Manufacturing AUTOMATION

Alberta chooses two petrochemical plants for $500M in royalty credits

December 5, 2016
By Dan Healing The Canadian Press

Dec. 5, 2016 – The Alberta government has selected two petrochemical projects to be eligible for $500 million in royalty credits in its efforts to diversify its struggling, oil-dependent economy.

Pembina Pipeline and Inter Pipeline both said Monday they were pleased to be chosen for the economic diversification program, which was unveiled by the government in February.

Construction of the facilities, planned for an industrial area north of Edmonton, will depend on final investment decisions and securing regulatory and environmental approvals, the Calgary-based companies said.

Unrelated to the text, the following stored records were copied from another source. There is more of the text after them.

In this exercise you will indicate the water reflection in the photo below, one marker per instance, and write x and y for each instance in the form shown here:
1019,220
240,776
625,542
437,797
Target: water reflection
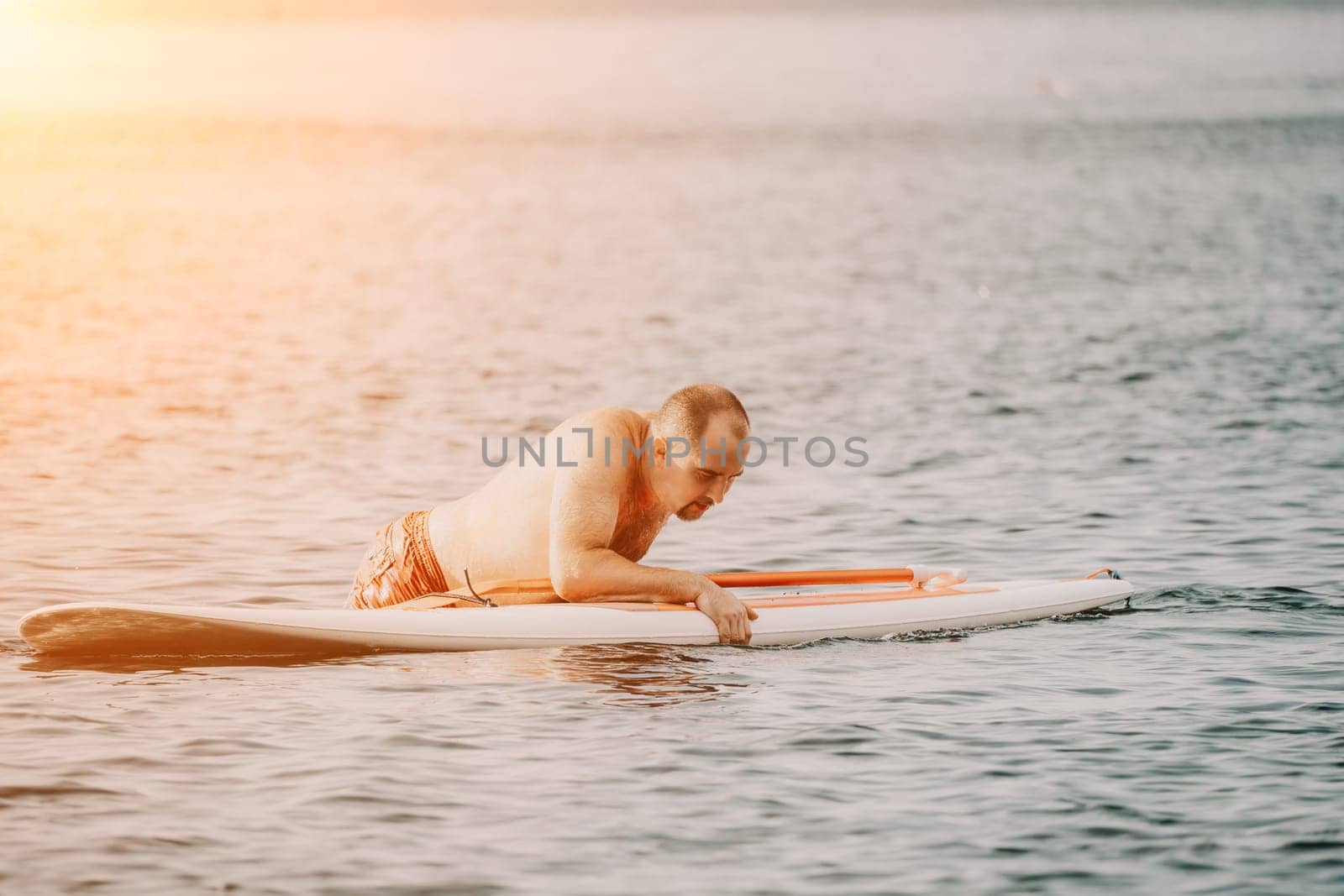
638,674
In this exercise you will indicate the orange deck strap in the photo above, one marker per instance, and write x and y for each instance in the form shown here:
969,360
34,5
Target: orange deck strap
810,577
512,591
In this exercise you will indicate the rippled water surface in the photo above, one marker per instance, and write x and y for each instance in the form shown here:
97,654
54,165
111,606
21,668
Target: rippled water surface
1074,275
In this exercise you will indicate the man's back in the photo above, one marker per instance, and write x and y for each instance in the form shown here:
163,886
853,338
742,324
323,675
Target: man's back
501,531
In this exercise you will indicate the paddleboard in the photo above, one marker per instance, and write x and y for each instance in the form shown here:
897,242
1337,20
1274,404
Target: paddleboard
145,629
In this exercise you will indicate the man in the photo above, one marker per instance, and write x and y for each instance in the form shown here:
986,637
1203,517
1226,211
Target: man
582,513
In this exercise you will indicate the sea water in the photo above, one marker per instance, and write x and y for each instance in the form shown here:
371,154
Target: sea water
1073,275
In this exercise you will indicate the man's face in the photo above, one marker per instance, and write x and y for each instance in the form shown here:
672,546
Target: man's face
702,479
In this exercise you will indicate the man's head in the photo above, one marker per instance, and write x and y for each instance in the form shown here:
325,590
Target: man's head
696,448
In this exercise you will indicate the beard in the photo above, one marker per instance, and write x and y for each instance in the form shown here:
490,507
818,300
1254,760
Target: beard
692,512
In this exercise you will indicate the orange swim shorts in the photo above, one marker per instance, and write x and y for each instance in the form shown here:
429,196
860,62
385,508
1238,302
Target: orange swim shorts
400,566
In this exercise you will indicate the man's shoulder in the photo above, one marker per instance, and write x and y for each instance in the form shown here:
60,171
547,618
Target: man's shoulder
613,421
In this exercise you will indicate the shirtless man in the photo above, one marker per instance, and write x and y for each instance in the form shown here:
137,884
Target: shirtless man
584,516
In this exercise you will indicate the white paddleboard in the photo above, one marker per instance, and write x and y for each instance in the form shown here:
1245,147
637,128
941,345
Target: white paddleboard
144,629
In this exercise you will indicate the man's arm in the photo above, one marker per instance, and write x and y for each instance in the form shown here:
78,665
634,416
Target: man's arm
584,511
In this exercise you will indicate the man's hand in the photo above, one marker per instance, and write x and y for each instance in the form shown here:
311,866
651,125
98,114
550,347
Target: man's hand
729,614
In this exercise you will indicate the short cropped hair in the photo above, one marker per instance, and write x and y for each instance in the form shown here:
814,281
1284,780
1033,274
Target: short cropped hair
687,411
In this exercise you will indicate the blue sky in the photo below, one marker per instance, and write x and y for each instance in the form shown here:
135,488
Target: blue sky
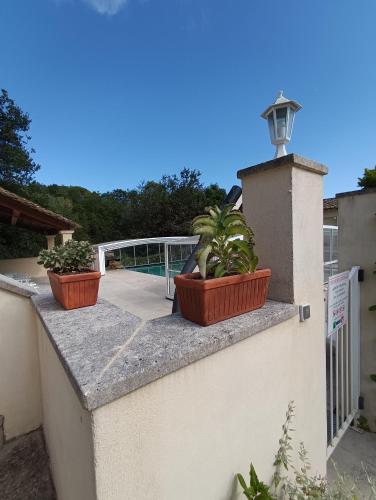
122,91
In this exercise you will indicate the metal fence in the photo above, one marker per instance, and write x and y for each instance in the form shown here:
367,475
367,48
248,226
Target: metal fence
343,367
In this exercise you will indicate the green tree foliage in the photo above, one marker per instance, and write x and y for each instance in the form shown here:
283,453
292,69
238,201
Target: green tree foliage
369,178
163,208
17,168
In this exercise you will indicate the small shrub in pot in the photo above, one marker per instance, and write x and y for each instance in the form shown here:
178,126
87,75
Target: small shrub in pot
228,283
73,283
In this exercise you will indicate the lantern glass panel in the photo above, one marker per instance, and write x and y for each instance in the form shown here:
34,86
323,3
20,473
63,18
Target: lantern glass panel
281,115
271,126
290,122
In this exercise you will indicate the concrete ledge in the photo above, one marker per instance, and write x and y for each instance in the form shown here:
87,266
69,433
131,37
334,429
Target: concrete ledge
108,353
291,160
14,286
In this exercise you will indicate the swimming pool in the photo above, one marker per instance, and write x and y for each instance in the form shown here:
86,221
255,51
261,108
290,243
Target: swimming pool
159,269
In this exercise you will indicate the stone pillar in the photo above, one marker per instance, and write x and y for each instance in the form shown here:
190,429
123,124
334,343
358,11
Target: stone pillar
357,247
66,235
50,241
283,204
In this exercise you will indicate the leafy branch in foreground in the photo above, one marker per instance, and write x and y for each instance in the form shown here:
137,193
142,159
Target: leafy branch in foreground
226,243
301,485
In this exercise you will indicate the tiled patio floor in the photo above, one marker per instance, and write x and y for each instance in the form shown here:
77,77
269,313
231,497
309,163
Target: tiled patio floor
354,449
24,469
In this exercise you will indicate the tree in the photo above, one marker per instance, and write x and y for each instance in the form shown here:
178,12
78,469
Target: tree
369,178
17,168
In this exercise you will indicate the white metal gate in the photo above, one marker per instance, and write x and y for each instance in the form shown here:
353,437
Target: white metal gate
343,366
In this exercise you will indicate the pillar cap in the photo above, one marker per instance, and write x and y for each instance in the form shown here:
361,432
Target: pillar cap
291,160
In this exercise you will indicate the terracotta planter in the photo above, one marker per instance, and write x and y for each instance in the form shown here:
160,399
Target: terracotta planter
209,301
75,290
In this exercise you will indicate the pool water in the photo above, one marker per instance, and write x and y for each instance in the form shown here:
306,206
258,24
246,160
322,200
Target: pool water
159,269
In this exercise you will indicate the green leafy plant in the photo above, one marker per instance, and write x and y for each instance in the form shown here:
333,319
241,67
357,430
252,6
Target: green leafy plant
301,485
256,488
226,243
73,257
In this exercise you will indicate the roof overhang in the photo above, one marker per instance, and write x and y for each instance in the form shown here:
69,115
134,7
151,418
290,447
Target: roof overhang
18,211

The projects would convert propane into material used mainly in the manufacturing of plastic products such as automobile parts, containers and Canadian banknotes, Energy Minister Marg McCuaig-Boyd.

The government said it hasn’t decided whether it will continue offering the diversification program credits, which have been fully allocated, but it said it will try to build on interest it has generated. In June, it said 16 applications had been made for the credits representing more than $20 billion in potential investments.


Pembina can receive up to $300 million in royalty credits for its proposed integrated propylene and polypropylene facility, expected to create 150 permanent jobs.

In April, the company announced a joint feasibility study on the project with partner Petrochemical Industries Company, a subsidiary of Kuwait Petroleum. The facility, estimated to cost between $3.8 billion and $4.2 billion, could convert 35,000 barrels per day of propane into 800,000 tonnes per year of polypropylene, Pembina said.

Inter Pipeline may receive up to $200 million in credits for its proposed $1.85-billion propylene facility, a project it inherited when it bought Williams Canada in September. It is expected to create about 95 permanent jobs.

CEO Christian Bayle said in a statement the provincial incentives are “meaningful” and added that Inter Pipeline is considering spending an additional $1.3 billion to add a polypropylene facility, with decisions on both plants to be made by the middle of next year.

The royalty credits, to be paid out after the facilities are operating, can’t be used directly by the petrochemical facilities but they can be sold to oil or natural gas producers to reduce their royalty payments.

In a note to investors, RBC Dominion Securities analyst Robert Kwan said the credits will enhance the economic case for the projects and make it more likely one or both will go forward.

Pembina and Inter Pipeline said both facilities could potentially be operational in 2021.